La directive gaz a été transposée dans la plupart des Etats membres en août 2000. Cette transposition donne cependant lieu à des difficultés en France, où le projet de loi de transposition a été déposé à l'Assemblée nationale mais n'a jamais été inscrit à l'ordre du jour, et en Allemagne, où la directive n'a pas été transposée dans tous ses éléments. La Commission européenne a décidé de traduire la France devant la Cour de justice des Communautés européennes le 8 mai 2001, et d'adresser un avis motivé à l'Allemagne.
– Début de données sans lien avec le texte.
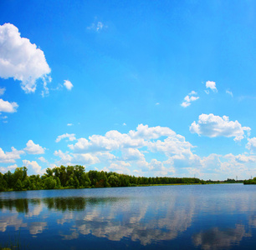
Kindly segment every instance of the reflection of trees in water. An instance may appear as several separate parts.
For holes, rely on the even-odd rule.
[[[243,237],[251,237],[245,232],[243,225],[236,225],[235,228],[219,229],[213,228],[192,236],[196,247],[202,249],[225,249],[238,245]]]
[[[65,211],[82,211],[87,205],[99,206],[100,204],[116,202],[115,198],[46,198],[43,199],[0,199],[0,209],[8,209],[18,212],[29,213],[31,208],[29,205],[40,206],[41,202],[46,205],[49,210]]]
[[[63,235],[64,239],[74,239],[79,234],[92,234],[98,238],[106,238],[120,241],[124,238],[140,241],[142,245],[153,242],[172,240],[191,226],[195,211],[195,200],[189,198],[189,206],[177,206],[178,196],[161,202],[125,201],[125,204],[112,206],[103,213],[97,208],[92,208],[83,218],[74,214],[75,232]],[[120,219],[120,218],[122,219]]]
[[[46,209],[44,210],[44,208],[52,212],[62,212],[61,217],[56,220],[59,229],[67,226],[71,228],[69,233],[61,234],[65,240],[78,238],[81,235],[94,235],[111,241],[127,238],[146,246],[175,239],[191,227],[194,215],[202,212],[213,216],[219,212],[244,212],[248,215],[249,227],[256,227],[256,202],[249,194],[237,199],[230,195],[226,207],[222,203],[225,199],[221,195],[215,198],[218,202],[212,202],[211,198],[211,196],[197,197],[193,193],[182,197],[178,192],[171,195],[159,192],[157,198],[59,197],[0,199],[0,209],[25,213],[26,218],[38,218],[37,222],[28,221],[24,223],[23,219],[18,218],[18,213],[9,218],[0,217],[0,232],[5,232],[8,226],[15,227],[15,230],[27,228],[33,235],[48,230],[47,217],[50,213],[45,214]],[[231,198],[233,198],[232,202]],[[84,212],[76,212],[81,211]],[[250,236],[240,222],[233,228],[214,228],[193,235],[192,240],[195,247],[217,249],[238,244],[243,238]]]
[[[14,208],[18,212],[27,213],[28,212],[28,199],[3,199],[0,200],[0,209],[8,209],[13,211]]]
[[[1,217],[0,232],[5,232],[7,227],[14,227],[17,231],[19,230],[20,228],[27,228],[28,224],[24,223],[22,218],[18,218],[18,214]]]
Les seuils minimaux d'ouverture de la demande fixés par les directives de 1996 et 1998 ont été largement dépassés par la plupart des Etats membres. A l'heure actuelle, le seuil d'ouverture moyen pour le marché européen de l'électricité est de l'ordre de 66 % et devrait passer à 79 % vers 2007. Il est de 30 % en France. Pour le gaz, il atteint 79 % et devrait passer à 92 % en 2008. En France, ce taux est légalement de 0 %. Mais Gaz de France a décidé, même en l'absence de loi de transposition de la directive, d'ouvrir à la concurrence 20 % du marché.

La grande majorité des Etats membres est donc allée beaucoup plus loin et beaucoup plus vite que ce qui était prévisible au moment des négociations . Cet état de fait a encouragé la Commission à proposer d'achever rapidement l'ouverture complète du marché européen de l'énergie.

Le Royaume-Uni et l'Allemagne ont déjà totalement ouvert leur marché du gaz, l'Espagne l'envisage pour le 1er janvier 2003, l'Autriche, l'Italie et les Pays-Bas pour 2004 et, au total, neuf Etats membres se fixent cet objectif pour l'année 2008.

En ce qui concerne l'électricité, la Finlande, la Suède, le Royaume-Uni et l'Allemagne ont déjà opté pour une ouverture complète, alors que six autres Etats membres le feront à court ou moyen terme : Autriche, Belgique, Danemark, Irlande, Pays-Bas et Espagne.

Les différences de rythmes dans l'ouverture des marchés ont cependant provoqué des distorsions de concurrence auquel il a été tenté de remédier par un mécanisme prévu par les directives, connu sous le nom de « clause de réciprocité ». Cette clause permet aux Etats membres de refuser les importations de gaz ou d'électricité à ses clients éligibles en provenance de pays où ce type de clients ne seraient pas éligibles. Huit Etats membres ont introduit cette clause dans leur législation nationale : Autriche, Belgique, Danemark, Allemagne, Italie, Luxembourg, Pays-Bas et Espagne.

Mais l'usage de cette clause de réciprocité est problématique. En pratique, elle peut être difficile à mettre en oeuvre par l'absence de lien direct entre le consommateur éligible et le fournisseur, lorsque l'électricité est échangée via une bourse ou des intermédiaires. Politiquement, il peut être délicat pour les gouvernements de priver les clients éligibles de leur pays du choix de leurs fournisseurs étrangers.

Les asymétries dans l'ouverture des marchés affectent le bon fonctionnement du marché intérieur. Le fait pour une entreprise de détenir une clientèle captive dans un Etat membre, et donc l'assurance de revenus, permet de faciliter son développement sur d'autres marchés nationaux, par le biais d'acquisitions. Ainsi, les pays concernés et la Commission considèrent que le développement d'EDF sur les marchés britannique, allemand, italien et espagnol ne repose pas sur des bases de concurrence loyales.